Throughout the 1960s McDowell recorded widely in a variety of contexts. Albums on the Arhoolie and Testament labels feature McDowell performing with his wife, Annie Mae. Another Testament LP, Amazing Grace, features religious songs with McDowell accompanied by a group from his church, the Hunter’s Chapel Singers. Field recordings by George Mitchell feature McDowell with harmonica player Johnny Woods, and on the 1968 LP Levee Camp Blues, producer Pete Welding captured songs McDowell performed in his youth. One of the most popular of McDowell’s many recordings was I Do Not Play No Rock and Roll (1969). The album, recorded at the Malaco Records studio in Jackson and issued by Capitol Records, featured McDowell on electric guitar with a rhythm section and extended monologues on various topics.
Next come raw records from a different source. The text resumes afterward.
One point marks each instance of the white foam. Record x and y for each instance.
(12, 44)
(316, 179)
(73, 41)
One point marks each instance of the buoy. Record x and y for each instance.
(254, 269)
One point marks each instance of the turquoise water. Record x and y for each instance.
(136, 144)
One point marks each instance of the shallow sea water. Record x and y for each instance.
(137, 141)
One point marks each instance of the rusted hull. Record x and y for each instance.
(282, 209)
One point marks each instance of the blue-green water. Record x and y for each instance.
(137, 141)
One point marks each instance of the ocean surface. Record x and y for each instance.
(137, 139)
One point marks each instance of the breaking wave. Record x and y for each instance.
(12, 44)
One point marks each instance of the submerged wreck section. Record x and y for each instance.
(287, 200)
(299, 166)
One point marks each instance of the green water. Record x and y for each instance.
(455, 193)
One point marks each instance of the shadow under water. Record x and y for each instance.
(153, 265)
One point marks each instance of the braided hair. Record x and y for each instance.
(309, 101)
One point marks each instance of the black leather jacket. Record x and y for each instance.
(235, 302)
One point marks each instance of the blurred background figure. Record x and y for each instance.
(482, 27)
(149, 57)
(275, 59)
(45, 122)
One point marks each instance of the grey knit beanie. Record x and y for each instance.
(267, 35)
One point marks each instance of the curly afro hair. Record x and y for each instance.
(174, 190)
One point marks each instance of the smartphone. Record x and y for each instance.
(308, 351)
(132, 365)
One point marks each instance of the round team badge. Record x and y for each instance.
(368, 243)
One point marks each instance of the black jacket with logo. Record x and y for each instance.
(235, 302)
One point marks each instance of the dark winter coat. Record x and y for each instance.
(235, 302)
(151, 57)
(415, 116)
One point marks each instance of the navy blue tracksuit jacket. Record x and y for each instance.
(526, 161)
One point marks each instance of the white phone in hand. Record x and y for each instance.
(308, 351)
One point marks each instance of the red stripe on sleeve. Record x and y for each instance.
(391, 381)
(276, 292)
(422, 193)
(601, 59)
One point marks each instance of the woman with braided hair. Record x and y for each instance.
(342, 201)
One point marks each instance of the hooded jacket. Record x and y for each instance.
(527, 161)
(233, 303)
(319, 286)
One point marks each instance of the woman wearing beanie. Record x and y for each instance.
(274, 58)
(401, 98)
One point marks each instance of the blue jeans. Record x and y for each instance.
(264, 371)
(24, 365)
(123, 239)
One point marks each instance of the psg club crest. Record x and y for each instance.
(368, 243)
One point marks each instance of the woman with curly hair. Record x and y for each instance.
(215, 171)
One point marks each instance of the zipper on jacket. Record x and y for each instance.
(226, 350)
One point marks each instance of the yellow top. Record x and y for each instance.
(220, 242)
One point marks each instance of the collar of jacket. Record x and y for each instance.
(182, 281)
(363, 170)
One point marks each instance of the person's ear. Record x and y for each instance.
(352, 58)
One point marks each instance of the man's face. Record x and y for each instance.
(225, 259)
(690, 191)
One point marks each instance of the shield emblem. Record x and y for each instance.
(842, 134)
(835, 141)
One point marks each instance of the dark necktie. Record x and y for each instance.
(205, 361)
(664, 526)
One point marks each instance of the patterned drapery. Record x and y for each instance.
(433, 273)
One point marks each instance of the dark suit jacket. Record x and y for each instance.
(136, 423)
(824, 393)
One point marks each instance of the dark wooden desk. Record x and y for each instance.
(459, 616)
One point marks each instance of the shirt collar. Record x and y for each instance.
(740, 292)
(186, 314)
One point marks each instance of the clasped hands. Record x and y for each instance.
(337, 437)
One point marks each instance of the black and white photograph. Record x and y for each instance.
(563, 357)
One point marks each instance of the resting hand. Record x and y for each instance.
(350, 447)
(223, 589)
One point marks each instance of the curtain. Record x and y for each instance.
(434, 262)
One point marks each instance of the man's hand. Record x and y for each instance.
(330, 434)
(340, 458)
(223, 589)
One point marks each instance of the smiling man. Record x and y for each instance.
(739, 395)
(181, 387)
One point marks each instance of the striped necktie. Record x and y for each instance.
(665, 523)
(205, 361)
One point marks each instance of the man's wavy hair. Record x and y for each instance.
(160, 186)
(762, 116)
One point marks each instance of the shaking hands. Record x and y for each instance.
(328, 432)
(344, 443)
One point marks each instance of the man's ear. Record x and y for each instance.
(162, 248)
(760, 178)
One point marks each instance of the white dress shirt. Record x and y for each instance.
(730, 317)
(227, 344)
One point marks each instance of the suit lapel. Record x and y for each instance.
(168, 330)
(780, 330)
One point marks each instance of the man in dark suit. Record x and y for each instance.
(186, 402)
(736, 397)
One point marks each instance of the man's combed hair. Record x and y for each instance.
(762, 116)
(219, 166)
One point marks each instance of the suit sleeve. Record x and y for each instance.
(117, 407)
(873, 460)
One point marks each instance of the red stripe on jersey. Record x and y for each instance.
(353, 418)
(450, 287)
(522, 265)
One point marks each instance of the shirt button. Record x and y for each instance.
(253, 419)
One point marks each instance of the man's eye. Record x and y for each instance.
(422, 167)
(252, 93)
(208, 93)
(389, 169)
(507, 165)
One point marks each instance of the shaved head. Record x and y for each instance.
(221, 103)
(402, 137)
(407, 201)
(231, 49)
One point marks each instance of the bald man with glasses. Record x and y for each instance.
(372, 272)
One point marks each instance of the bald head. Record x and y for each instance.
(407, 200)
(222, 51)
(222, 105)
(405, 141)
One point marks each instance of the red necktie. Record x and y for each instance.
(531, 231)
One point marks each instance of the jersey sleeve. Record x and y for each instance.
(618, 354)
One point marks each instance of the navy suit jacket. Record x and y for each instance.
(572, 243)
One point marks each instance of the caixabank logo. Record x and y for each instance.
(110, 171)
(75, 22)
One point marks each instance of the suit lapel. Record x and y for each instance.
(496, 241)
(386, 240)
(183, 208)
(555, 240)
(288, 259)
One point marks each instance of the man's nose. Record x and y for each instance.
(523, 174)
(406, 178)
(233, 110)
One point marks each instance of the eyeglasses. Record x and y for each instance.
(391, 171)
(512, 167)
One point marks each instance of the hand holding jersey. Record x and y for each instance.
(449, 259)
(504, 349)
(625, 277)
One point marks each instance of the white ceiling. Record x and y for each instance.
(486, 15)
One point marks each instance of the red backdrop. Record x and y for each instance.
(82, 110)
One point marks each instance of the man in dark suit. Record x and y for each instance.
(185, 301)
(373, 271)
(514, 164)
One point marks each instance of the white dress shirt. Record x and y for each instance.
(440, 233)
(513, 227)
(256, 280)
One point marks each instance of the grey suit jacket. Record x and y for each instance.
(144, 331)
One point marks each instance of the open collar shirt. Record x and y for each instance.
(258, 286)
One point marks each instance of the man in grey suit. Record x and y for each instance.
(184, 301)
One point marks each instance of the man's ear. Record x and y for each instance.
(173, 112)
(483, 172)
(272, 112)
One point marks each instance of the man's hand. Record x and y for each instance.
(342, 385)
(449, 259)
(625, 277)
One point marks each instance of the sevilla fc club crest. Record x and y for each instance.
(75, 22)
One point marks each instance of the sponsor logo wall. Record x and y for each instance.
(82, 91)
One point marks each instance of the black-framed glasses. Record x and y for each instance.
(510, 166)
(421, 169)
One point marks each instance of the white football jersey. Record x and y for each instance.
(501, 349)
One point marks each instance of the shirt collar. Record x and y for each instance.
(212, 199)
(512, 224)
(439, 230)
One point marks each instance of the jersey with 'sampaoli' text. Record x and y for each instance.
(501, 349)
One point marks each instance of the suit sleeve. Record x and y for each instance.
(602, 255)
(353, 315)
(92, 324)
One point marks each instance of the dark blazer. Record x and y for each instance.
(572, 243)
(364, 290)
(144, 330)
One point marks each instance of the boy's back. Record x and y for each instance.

McDowell’s slide guitar playing had already influenced young white artists, most notably Bonnie Raitt, and in 1971 the Rolling Stones covered McDowell’s version of the gospel standard “You’ve Got to Move” on Sticky Fingers. In the 1990s and 2000s his North Mississippi Hill Country blues style was popularized by his student R. L. Burnside and younger interpreters including the North Mississippi Allstars.